Néanmoins, il ne fallait pas que je fasse tout foirer. Je me mouvais donc silencieusement, le plus silencieusement qu'il me le fût possible en réalité. Fort heureusement, le Chemin de Traverse, cette rue d'habitude emplie de sorciers n'était pas le moins du monde éveillé. Il n'y avait pas foule. Bien que je progressais en retrait de toute source de lumière, j'aurais tout de même pu distinguer le moindre individu dont la présence n'aurait pas été désirée. Au pire des cas, je l'aurais vite éliminé. Mais il ne valait mieux pas. Discrétion était mon maître-mot...

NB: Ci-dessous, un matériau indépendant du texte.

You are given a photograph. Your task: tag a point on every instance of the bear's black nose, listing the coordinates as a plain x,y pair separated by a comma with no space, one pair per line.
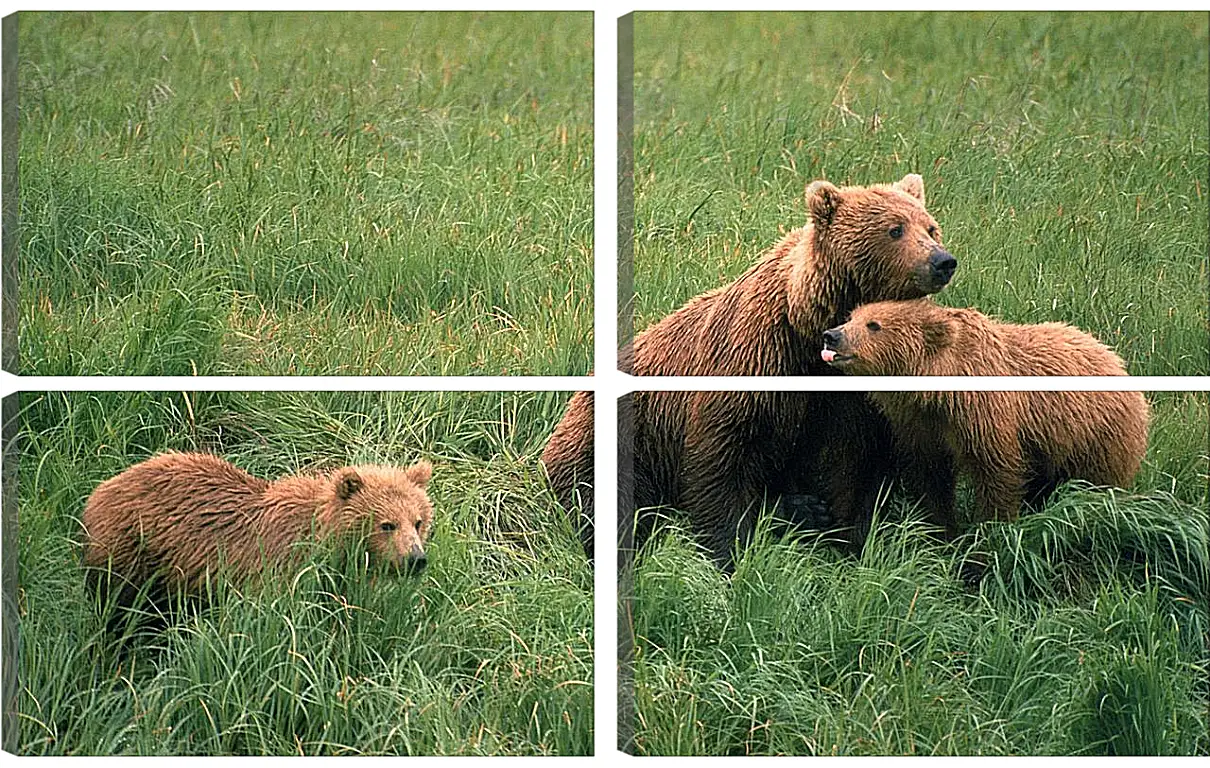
943,265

Voilà. J'étais arrivée au bon endroit. Un mur neutre, gigantesque. Parfait, sachant que mon affiche atteignait approximativement les 1m de largeur si les 1m50 de hauteur. L'édifice ne ferait pas ombre à mon précieux et imposant bout de papier. Les passants se retrouveraient immédiatement avec leur regard posé dans la direction de ce dernier. Un ricanement m'échappa tandis que j'attrapais ma baguette avec un empressement non dissimulé. J'orientais ma baguette vers la façade, entrouvrant mes lèvres pour en laisser s'échapper un maléfice qui colla instantanément l'affiche. Et voilà. J'avais réussi ma mission. Quelques vérifications plus tard, histoire de m'assurer que le tout ne se détachera pas au moindre coup de vent (ou par l'arrachage d'un quelconque tebeu tenant peu à sa propre vie), et je traçais rapidement sans attendre mon reste. Seule la Dame Nuit aurait été témoin de mes actes cette nuit-là...Et surtout, n'oublions-pas. La victoire aux Mangemorts ! C'est ce que je me répétais en boucle tout au long de mon chemin.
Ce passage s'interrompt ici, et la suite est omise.